Background While there are numerous mental health apps on the market today, less is known about their safety and quality. This study aims to offer a longitudinal perspective on the nature of high visibility apps for common mental health and physical health conditions.
Methods In July 2019, we selected the 10 top search-returned apps in the Apple App Store and Android Google Play Store using six keyword terms: depression, anxiety, schizophrenia, addiction, high blood pressure and diabetes. Each app was downloaded by two authors and reviewed by a clinician, and the app was coded for features, functionality, claims, app store properties, and other properties.
Results Compared with 1 year prior, there were few statistically significant changes in app privacy policies, evidence and features. However, there was a high rate of turnover with only 34 (57%) of the apps from the Apple’s App Store and 28 (47%) from the Google Play Store remaining in the 2019 top 10 search compared with the 2018 search.
Discussion Although there was a high turnover of top search-returned apps between 2018 and 2019, we found that there were few significant changes in features, privacy, medical claims and other properties. This suggests that, although the highly visible and available apps are changing, there were no significant improvements in app quality or safety.

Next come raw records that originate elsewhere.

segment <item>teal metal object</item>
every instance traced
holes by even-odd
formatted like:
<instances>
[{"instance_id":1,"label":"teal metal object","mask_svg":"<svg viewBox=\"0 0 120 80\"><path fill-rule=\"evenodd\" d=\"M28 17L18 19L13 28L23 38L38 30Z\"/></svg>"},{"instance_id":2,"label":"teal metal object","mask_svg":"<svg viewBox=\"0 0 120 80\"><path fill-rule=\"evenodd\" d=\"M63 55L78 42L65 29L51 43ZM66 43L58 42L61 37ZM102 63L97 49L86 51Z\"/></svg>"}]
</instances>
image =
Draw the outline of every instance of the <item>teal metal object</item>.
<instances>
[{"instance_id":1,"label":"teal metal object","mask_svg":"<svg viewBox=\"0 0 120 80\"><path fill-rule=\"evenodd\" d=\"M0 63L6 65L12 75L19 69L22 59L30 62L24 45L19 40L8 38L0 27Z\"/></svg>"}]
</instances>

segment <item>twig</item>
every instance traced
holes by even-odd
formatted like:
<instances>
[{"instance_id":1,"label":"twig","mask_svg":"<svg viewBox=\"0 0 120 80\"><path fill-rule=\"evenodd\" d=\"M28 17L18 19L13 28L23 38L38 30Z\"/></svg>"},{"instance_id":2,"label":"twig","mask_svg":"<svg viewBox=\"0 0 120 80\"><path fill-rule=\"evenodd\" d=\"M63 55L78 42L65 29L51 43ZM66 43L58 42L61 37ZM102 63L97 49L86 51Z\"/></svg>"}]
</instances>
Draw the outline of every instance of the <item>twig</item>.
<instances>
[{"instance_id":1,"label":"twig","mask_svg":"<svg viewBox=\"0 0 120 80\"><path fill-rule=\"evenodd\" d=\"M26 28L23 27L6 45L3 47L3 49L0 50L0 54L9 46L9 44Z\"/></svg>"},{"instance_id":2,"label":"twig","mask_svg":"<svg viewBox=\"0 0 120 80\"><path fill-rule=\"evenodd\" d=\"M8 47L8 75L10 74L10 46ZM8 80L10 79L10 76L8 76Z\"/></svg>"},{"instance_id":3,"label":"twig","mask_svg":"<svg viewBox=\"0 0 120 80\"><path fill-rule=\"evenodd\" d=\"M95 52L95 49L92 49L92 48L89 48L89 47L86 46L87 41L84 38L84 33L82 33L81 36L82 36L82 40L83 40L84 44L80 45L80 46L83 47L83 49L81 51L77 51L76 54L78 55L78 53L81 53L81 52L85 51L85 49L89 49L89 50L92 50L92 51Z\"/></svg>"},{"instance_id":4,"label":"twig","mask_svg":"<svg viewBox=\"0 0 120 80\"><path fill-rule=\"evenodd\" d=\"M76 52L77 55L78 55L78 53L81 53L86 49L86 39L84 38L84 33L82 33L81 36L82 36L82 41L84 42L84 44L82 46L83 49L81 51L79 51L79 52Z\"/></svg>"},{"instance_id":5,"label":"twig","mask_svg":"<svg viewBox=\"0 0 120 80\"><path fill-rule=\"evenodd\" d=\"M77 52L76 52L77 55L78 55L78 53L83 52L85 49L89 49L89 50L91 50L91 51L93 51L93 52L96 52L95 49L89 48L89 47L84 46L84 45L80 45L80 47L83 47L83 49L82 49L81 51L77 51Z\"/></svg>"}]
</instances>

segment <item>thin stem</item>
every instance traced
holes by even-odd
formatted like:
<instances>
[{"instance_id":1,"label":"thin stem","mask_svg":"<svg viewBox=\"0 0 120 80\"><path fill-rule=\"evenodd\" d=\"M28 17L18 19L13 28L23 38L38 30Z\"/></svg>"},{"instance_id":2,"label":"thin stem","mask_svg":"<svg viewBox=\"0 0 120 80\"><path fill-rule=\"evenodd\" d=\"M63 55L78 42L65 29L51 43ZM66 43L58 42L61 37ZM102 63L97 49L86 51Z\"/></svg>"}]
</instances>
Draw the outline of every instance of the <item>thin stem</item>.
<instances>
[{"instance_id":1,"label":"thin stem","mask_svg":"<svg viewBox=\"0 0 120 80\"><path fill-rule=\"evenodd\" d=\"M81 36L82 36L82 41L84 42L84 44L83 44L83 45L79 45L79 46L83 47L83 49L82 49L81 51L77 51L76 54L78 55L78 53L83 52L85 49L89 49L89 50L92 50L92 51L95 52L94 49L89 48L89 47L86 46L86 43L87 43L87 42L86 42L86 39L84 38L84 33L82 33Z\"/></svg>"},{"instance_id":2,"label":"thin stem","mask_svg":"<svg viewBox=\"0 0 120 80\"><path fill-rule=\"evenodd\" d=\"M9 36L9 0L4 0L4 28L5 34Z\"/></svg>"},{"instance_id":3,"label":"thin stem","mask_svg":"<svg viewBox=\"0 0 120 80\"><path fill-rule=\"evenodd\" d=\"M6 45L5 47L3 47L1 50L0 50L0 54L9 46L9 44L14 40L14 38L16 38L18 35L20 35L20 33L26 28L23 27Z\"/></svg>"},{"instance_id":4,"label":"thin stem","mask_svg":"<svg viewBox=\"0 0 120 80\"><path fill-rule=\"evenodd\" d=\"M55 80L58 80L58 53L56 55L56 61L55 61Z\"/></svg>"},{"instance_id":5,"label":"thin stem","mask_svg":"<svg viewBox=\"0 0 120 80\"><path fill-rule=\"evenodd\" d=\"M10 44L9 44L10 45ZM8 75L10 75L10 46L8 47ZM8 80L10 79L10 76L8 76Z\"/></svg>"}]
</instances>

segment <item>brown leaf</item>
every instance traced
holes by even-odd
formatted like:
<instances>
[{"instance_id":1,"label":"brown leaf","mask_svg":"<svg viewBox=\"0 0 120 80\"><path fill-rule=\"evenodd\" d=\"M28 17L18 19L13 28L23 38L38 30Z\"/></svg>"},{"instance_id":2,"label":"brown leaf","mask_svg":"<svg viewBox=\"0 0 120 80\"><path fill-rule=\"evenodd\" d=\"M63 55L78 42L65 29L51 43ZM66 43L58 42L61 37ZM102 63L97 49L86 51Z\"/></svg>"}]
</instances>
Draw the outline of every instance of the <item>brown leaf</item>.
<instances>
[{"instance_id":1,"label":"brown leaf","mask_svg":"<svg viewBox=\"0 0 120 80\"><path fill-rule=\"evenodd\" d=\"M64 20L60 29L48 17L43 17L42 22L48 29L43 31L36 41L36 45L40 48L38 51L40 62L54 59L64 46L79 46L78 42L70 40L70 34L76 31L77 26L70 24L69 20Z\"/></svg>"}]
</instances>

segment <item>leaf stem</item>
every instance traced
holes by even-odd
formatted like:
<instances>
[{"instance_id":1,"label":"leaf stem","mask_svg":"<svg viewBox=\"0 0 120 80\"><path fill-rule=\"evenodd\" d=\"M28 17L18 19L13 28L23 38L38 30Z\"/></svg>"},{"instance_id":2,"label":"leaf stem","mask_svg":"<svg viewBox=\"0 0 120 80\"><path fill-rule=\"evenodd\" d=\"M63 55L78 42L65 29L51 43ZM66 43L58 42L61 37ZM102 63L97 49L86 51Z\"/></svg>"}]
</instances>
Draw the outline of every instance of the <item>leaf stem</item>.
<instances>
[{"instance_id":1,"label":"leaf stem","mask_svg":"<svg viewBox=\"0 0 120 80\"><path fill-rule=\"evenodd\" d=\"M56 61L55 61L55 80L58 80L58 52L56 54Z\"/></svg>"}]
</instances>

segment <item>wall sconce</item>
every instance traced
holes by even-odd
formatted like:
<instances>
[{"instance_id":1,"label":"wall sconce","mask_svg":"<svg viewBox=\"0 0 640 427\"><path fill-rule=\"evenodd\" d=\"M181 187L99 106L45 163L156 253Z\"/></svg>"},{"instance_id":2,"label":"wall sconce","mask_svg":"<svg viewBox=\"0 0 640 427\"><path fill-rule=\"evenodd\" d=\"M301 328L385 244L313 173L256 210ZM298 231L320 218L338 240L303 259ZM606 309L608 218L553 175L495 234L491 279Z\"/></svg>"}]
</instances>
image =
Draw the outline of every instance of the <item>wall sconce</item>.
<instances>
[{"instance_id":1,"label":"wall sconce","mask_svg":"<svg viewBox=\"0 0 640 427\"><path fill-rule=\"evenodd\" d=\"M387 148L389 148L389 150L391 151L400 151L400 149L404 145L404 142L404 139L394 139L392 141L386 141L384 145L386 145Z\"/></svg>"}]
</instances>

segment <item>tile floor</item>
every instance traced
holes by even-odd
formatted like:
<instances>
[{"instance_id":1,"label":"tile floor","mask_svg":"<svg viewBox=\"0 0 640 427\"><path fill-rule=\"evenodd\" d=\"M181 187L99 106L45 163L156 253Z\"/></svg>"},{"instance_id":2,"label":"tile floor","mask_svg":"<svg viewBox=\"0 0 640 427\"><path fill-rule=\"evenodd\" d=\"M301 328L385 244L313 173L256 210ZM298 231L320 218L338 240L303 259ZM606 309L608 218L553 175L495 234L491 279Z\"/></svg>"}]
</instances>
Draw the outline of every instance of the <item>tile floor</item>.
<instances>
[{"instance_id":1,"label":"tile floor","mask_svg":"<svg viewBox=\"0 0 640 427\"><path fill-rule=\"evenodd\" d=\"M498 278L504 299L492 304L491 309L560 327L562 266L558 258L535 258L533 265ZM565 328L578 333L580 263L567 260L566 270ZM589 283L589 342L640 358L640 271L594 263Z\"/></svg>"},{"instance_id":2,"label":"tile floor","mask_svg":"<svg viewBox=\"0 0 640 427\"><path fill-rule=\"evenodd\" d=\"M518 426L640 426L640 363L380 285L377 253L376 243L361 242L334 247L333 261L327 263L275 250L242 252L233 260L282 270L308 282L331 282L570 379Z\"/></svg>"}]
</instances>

- depression & mood disorders
- schizophrenia & psychotic disorders
This is an open access article distributed in accordance with the Creative Commons Attribution Non Commercial (CC BY-NC 4.0) license, which permits others to distribute, remix, adapt, build upon this work non-commercially, and license their derivative works on different terms, provided the original work is properly cited, appropriate credit is given, any changes made indicated, and the use is non-commercial. See: http://creativecommons.org/licenses/by-nc/4.0/.
Statistics from Altmetric.com
The rapid growth in availability of mental health apps presents a plethora of easily accessible tools directly to patients and clinicians. In 2018, there were reported to be over 300 000 mobile health apps, at least 10 000 of which were related to mental health.1 Despite research that has characterised most of these apps to be of questionable quality,2 there is a lack of data on longitudinal trends and changes in the mental health app space because most studies to date have been cross-sectional. Previous research has quantified the rate of turnover of mental health apps on app stores,3 but changes in the apps themselves have not been examined. In the past year, health apps have come under increased scrutiny and attention from scientists and society alike, but have individual apps been updated in response to both this scientific and public pressure? As the public becomes more concerned about app privacy, new research about mental health apps is published and a greater focus on human factors and usability emerges, we assess whether such efforts are reflected in current app offerings.
Since the 2018 coding of apps, awareness about the risks of health apps and the need for further evidence has grown. In November 2018, for example, the New York Times highlighted how easily apps can capture and market people’s location via smartphone GPS.5 Furthermore, the Federal Trade Commission held national hearings and issued the largest penalties for violations around digital privacy and,6 in April 2019, WHO released guidelines for using digital tools like apps in patient care.7 A mental health advocacy group highlighted broad concerns on their online blog in October 2018, stating ‘who owns the data collected…’, ‘who has access to the data…’ and ‘how does the tech programme actually work’.8 While it is unreasonable to expect the entire health app landscape to dramatically improve in 1 year, as there is a lag between intent to change and actual change, the often-touted advantage of digital health tools is their ability to readily adapt and evolve to meet the needs of patients.
In this review, we aim to expand our team’s 2018 review4 and explore what features, protections, evidence, and markers of quality are present in top apps for depression, addiction, anxiety disorder, schizophrenia, hypertension, and diabetes. We hypothesise that in 2019 there will be improvements reflected in more apps having privacy policies and supporting evidence along with fewer being flagged as concerning. As with last year, we hypothesise that there will not be a simple relationship between these app features and attributes and overall app quality.
To offer an overall assessment of the app, we applied the same 3-point scale as the 2018 study as follows: 0 represented ‘serious concerns regarding safety’, 1 represented ‘likely acceptable app’ and 2 represented ‘a potentially more useful app’.4 Acknowledging this scale is itself subjective given that the utility of any app depends on the patient at hand, clinical needs and treatment goals, our analysis focused on apps that were rated with ‘serious concerns regarding safety’ because the clear safety concerns are far less subjective than other ratings. For example, an app that provided incorrect medical information would be scored as a 0 (a safety concern) in our ratings. Assessments of apps and scores from the 2018 study were then compared with those from the current 2019 study using t-tests.
The methods of assessing the relationship between app features and reviewer quality flags were similar to those used in the 2018 paper.4 Specifically, we used variable selection using the Lasso method to obtain models that relied on fewer app metrics. In applying regression to all metrics within each disease state, we applied a penalty using the number of ratings as weights with a ceiling of 1000 for apps with >1000 ratings. Tuning parameters were chosen by fivefold cross-validation and we repeated the process 100 times to account for our relatively small sample size.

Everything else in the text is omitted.